Lettres persanes/Lettre 90

Texte établi par André LefèvreA. Lemerre (p. 2-4).

LETTRE XC.

USBEK À IBBEN.
À Smyrne.


Le désir de la gloire n’est point différent de cet instinct que toutes les créatures ont pour leur conservation. Il semble que nous augmentons notre être lorsque nous pouvons le porter dans la mémoire des autres : c’est une nouvelle vie que nous acquérons, et qui nous devient aussi précieuse que celle que nous avons reçue du ciel.

Mais, comme tous les hommes ne sont pas également attachés à la vie, ils ne sont pas aussi également sensibles à la gloire. Cette noble passion est bien toujours gravée dans leur cœur ; mais l’imagination et l’éducation la modifient de mille manières.

Cette différence, qui se trouve d’homme à homme, se fait encore plus sentir de peuple à peuple.

On peut poser pour maxime que, dans chaque État, le désir de la gloire croît avec la liberté des sujets, et diminue avec elle : la gloire n’est jamais compagne de la servitude.

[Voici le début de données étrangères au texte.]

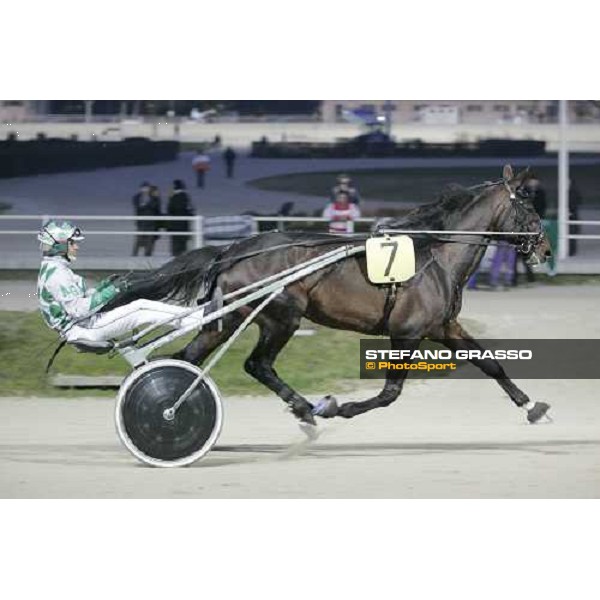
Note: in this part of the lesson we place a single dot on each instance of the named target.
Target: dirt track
(443, 439)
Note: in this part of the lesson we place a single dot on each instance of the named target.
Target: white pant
(117, 322)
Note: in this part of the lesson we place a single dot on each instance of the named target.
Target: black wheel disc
(143, 407)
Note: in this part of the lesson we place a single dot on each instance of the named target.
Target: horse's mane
(192, 275)
(432, 216)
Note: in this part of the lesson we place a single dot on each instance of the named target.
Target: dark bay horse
(341, 296)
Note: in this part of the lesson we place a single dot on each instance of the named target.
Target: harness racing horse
(342, 297)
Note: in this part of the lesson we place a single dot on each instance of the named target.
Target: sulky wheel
(140, 414)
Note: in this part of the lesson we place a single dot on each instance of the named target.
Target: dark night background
(183, 107)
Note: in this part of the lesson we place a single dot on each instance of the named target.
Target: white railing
(197, 229)
(197, 224)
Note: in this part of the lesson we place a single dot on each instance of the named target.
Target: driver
(71, 309)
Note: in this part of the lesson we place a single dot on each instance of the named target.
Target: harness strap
(390, 302)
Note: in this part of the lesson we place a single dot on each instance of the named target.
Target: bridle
(524, 244)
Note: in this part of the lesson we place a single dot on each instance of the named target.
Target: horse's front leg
(456, 338)
(394, 382)
(275, 332)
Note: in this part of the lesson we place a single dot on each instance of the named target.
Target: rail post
(198, 231)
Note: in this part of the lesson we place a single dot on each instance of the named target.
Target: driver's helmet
(56, 235)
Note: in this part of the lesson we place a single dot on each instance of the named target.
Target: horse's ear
(523, 176)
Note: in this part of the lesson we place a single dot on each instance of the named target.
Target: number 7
(394, 246)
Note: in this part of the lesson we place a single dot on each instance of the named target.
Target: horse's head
(517, 214)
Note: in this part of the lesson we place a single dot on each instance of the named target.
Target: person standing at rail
(341, 214)
(179, 206)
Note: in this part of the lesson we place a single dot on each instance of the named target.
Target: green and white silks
(64, 297)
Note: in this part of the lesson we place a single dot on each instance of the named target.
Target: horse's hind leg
(205, 342)
(392, 389)
(274, 335)
(456, 338)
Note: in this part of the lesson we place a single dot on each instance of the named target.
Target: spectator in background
(179, 206)
(341, 214)
(575, 200)
(157, 208)
(145, 204)
(344, 184)
(229, 157)
(201, 165)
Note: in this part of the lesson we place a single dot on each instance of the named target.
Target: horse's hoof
(310, 431)
(302, 410)
(327, 408)
(537, 412)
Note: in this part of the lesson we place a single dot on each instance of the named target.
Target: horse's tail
(180, 280)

Un homme de bon sens me disoit l’autre jour : On est, en France, à bien des égards, plus libre qu’en Perse ; aussi y aime-t-on plus la gloire. Cette heureuse fantaisie fait faire à un François, avec plaisir et avec goût, ce que votre sultan n’obtient de ses sujets qu’en leur mettant sans cesse devant les yeux les supplices et les récompenses.

Aussi, parmi nous, le prince est-il jaloux de l’honneur du dernier de ses sujets. Il y a pour le maintenir des tribunaux respectables : c’est le trésor sacré de la nation, et le seul dont le souverain n’est pas le maître, parce qu’il ne peut l’être, sans choquer ses intérêts. Ainsi, si un sujet se trouve blessé dans son honneur par son prince, soit par quelque préférence, soit par la moindre marque de mépris, il quitte sur-le-champ sa cour, son emploi, son service, et se retire chez lui.

La différence qu’il y a des troupes françoises aux vôtres, c’est que les unes, composées d’esclaves naturellement lâches, ne surmontent la crainte de la mort que par celle du châtiment ; ce qui produit dans l’âme un nouveau genre de terreur qui la rend comme stupide : au lieu que les autres se présentent aux coups avec délice et bannissent la crainte par une satisfaction qui lui est supérieure.

Mais le sanctuaire de l’honneur, de la réputation et de la vertu, semble être établi dans les républiques, et dans les pays où l’on peut prononcer le mot de patrie. À Rome, à Athènes, à Lacédémone, l’honneur payoit seul les services les plus signalés. Une couronne de chêne ou de laurier, une statue, un éloge, étoit une récompense immense pour une bataille gagnée ou une ville prise.

Là, un homme qui avoit fait une belle action se trouvoit suffisamment récompensé par cette action même. Il ne pouvoit voir un de ses compatriotes qu’il ne ressentît le plaisir d’être son bienfaiteur ; il comptoit le nombre de ses services par celui de ses concitoyens. Tout homme est capable de faire du bien à un homme : mais c’est ressembler aux dieux que de contribuer au bonheur d’une société entière.

Or cette noble émulation ne doit-elle point être entièrement éteinte dans le cœur de vos Persans, chez qui les emplois et les dignités ne sont que des attributs de la fantaisie du souverain ? La réputation et la vertu y sont regardées comme imaginaires, si elles ne sont accompagnées de la faveur du prince, avec laquelle elles naissent et meurent de même. Un homme qui a pour lui l’estime publique n’est jamais sûr de ne pas être déshonoré demain : le voilà aujourd’hui général d’armée ; peut-être que le prince le va faire son cuisinier, et qu’il ne lui laissera plus à espérer d’autre éloge que celui d’avoir fait un bon ragoût.

À Paris, le 15 de la lune de Gemmadi 2, 1715.